In fact, a key component is added for remote backends: the uploading and downloading of files to / from a remote file storage.
If a remote backend is configured and file references are returned by a given task, the corresponding files are automatically uploaded to a remote file storage. In this case, the files written by a task are uploaded after the actual task has completed, but before your client "sees" the result, and the local file reference is being replaced with a URL which represents that file.
For the current implementation in the REST backend (which we might adjust in the future), we add a bit more explaination to this:
- A file reference in the output of a task points to a "signed S3 URL". This can be downloaded with any tool in the client, e.g., with the
requestslibrary in a Python script, or by opening the URL in a web browser. However, this link expires after some time, which we do not speficy here concretely, since it depends on several implementation details. The important fact is that it will expire at some point. - Any such URL can be used in an input to some follow-up task, like in the example above.
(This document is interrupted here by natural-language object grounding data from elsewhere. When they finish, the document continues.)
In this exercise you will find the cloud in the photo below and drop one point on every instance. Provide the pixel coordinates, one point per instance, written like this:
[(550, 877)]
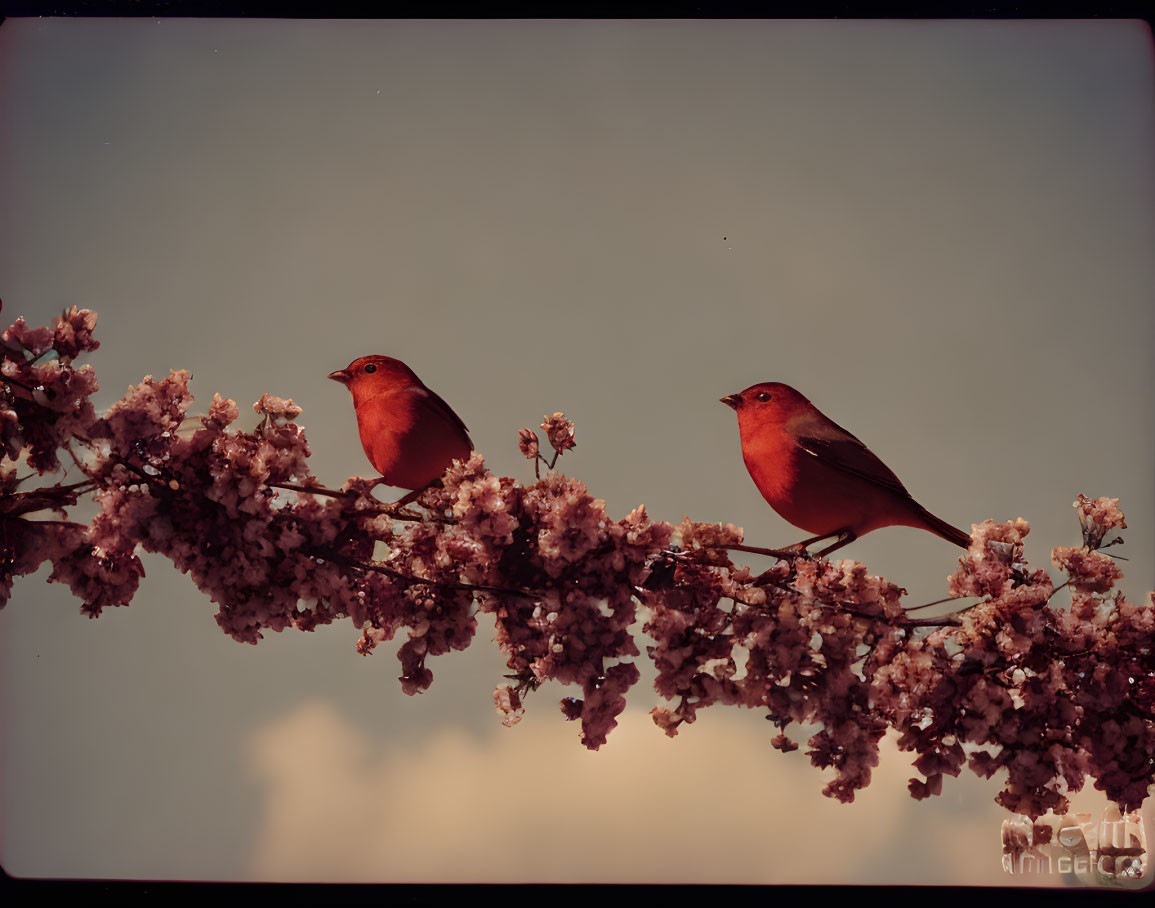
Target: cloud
[(530, 804)]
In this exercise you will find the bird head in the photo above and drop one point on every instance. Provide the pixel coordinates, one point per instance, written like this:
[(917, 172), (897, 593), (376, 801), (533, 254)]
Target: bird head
[(770, 401), (374, 376)]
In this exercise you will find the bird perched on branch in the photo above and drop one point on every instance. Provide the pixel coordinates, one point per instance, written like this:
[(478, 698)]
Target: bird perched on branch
[(818, 476), (409, 433)]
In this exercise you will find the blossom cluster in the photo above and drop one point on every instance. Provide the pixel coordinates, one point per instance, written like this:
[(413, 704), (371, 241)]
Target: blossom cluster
[(1008, 683)]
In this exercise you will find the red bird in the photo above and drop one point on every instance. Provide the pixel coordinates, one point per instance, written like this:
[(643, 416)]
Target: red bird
[(818, 476), (409, 433)]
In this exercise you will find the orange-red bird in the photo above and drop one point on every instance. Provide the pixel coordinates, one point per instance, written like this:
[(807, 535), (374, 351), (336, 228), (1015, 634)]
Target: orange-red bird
[(820, 477), (409, 433)]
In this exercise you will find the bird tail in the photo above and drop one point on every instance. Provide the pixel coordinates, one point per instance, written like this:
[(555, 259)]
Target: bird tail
[(941, 528)]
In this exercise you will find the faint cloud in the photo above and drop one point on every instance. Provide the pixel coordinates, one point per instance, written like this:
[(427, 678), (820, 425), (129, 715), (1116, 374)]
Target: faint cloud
[(529, 804)]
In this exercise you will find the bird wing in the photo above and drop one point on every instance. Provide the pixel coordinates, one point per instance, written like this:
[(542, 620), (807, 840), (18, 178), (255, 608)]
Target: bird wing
[(824, 439), (446, 412)]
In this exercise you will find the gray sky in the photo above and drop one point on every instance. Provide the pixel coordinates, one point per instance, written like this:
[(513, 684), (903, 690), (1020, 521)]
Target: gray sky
[(941, 232)]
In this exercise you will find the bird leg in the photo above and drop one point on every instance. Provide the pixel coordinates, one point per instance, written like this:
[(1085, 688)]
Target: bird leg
[(844, 538)]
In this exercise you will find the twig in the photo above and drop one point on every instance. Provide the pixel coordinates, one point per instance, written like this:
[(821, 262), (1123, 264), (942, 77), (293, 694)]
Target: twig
[(424, 581)]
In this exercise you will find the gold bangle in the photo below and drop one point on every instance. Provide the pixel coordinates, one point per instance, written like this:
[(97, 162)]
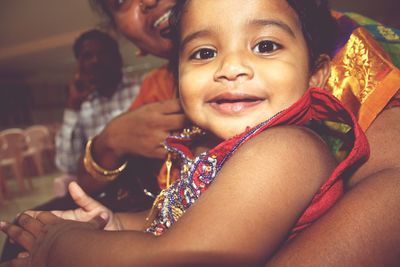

You can even use expired URLs for that as the REST backend automatically "expands" the validity so that the task implementation can access it.
- If you encounter the situation where you want to access a link from a file reference which is expired, you need to refresh the output of the task execution by calling the task function again. Due to caching (if enabled), this will not trigger a new execution, but update the cached result with new file signatures.
Caching of Task Executions (Client-side)
The HQS Tasks client is equipped with a (client-side) caching mechanism. As the name might incorrectly suggest, the purpose of this cache is not only to speed things up, but plays a primary role in the user's workflow and experience when using tasks.
The key point to understand is that whenever a task client function is being invoked (which is usually the statement with the await keyword), it is not necessarily true that a new task execution is submitted. We rather check if an execution has already been submitted before (which might be finished or still pending),
and only if that is not true, a new execution is submitted. Then, the client (while running) tracks the state of the execution in the backend and stores the (last reported) state in a local memory: the cache.
This makes it possible to "detach" your client from the actual execution backend at any time by simply cancelling your (locally running) script. When re-running the exact same script at any point later, it automatically finds the previously submitted tasks and "re-attaches" to them. With re-attaching, we mean the status is being fetched, the local cache is being updated accordingly, and your script can continue since only now the "awaited" task client function is returning the task's output.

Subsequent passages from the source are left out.